Ortega y Gasset said that Scheler was “the first man of genius, the Adam of the new Paradise” of phenomenology (Obras Completas IV, 510).

Edith Stein once stated Scheler most exhibited the phenomenon of genius than anyone else she ever met.

But who is Max Scheler? One could place Scheler (1874-1928) historically as the phenomenologist “between” Husserl (1859-1938) and Heidegger (1889-1976). He was not a student of Husserl, but a contemporary; however, whereas his personal and professional relationship with Husserl gradually declined through the course of his career, his relationship with Heidegger (again, both personal and professional) only grew and became more fruitful.

This dynamic in both relationships was in large measure the result of Scheler’s break from Husserlian phenomenology, though he was initially captivated by the Logische Untersuchungen. Later, Scheler developed his own understanding of phenomenology — an understanding more closely related to Heidegger’s own description of phenomenology in the Introduction of Sein und Zeit, than it is to the “pure phenomenology” of Husserl’s Ideen.

Yet Scheler’s phenomenology was not simply Heidegger’s conception either. A distinctive mark of the opposition in conceptions between Schelerian phenomenology, on the one hand, and the Husserlian and Hiedeggerian brands on the other is how Scheler thought phenomenology could tread on any philosophical terrain, could take on any philosophical question, and should not be constrained by an anxiety concerning “certitude” or “ontology.” Naturally, these are important questions of Scheler, but not the only questions. Even Descartes made inferences of God and the external world based on his absolutely certain foundation Husserl, in constrast, remained trapped in issues of epistemology and could not emerge out of writing ever new introductions to phenomenology. Heidegger was better on this point than his “Master,” insofar as his project was a critique of consciousness in general, and phenomenology is a “science of the being of beings” (SZ, 37). Yet Heidegger himself also remained trapped, for he could not emerge from “fundamental ontology”; he could not see how we could ever raise above the ontological question of the meaning of being into more “ontic” concerns of philosophical anthropology, for example (which is where he criticizes Scheler).

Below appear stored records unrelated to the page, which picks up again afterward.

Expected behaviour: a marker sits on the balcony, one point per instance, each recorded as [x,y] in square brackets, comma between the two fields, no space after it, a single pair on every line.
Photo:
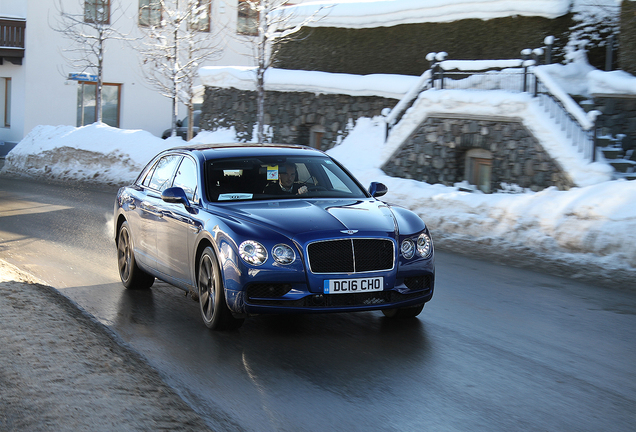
[12,40]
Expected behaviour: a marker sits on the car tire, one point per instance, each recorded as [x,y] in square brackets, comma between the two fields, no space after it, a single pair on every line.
[214,311]
[131,275]
[402,313]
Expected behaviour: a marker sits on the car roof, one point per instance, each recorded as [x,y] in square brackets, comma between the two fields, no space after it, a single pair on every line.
[228,150]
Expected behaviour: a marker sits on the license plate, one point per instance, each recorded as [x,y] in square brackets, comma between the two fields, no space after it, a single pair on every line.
[348,286]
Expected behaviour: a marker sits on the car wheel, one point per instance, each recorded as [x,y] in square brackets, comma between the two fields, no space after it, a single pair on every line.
[129,272]
[214,311]
[401,313]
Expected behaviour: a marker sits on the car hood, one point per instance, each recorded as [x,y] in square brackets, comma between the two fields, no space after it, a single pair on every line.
[297,218]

For Scheler, the ontic questions have not become stale from tradition, and he thought (to use the Heideggerian paradigm) that it is through questions of metaphysics, renewed in every age, that the meaning of being will come to light. Indeed, it did for Scheler, for every essence and existence has a value-being (wertsein). This is the meaning of Being for Scheler and upon this rich source and wellspring, his entire philosophy — epistemology, ethics, philosophical anthropology, metaphysics, etc. — is constructed.

Through these areas of philosophy, Scheler moves within a weltanschauung of love and life. Love is the source of his epistemology and ethics, and the drive (Drang) of life is the foundation for his metaphysics, and the two meet (Geist und Drang) in anthropology. The personal being is melding, by a dialectic, of spirit and drive–of love and life.

Unfortunately, his untimely death in 1928, at the height of his work in metaphysics, anthropology, and his reflections on the forms of knowledge and society (Der Wessenformen und Gesellschaft), hindered him from completing some of his most important work, and also from taking a newly received position at the University of Frankfort — the home of the great critical theorists.

The work which would have come out of his time at Frankfort most likely would have been the significant piece keeping Scheler from falling into the phenomenological shadows. For it seems he would have been key in developing a connection between phenomenology and critical theory. A task, I argue, which would not have been as fruitful in the case of Husserl and Heidegger, given their reductive tendencies in phenomenology. Only with Scheler’s phenomenological attitude could this theory of intuition be coupled with social criticism.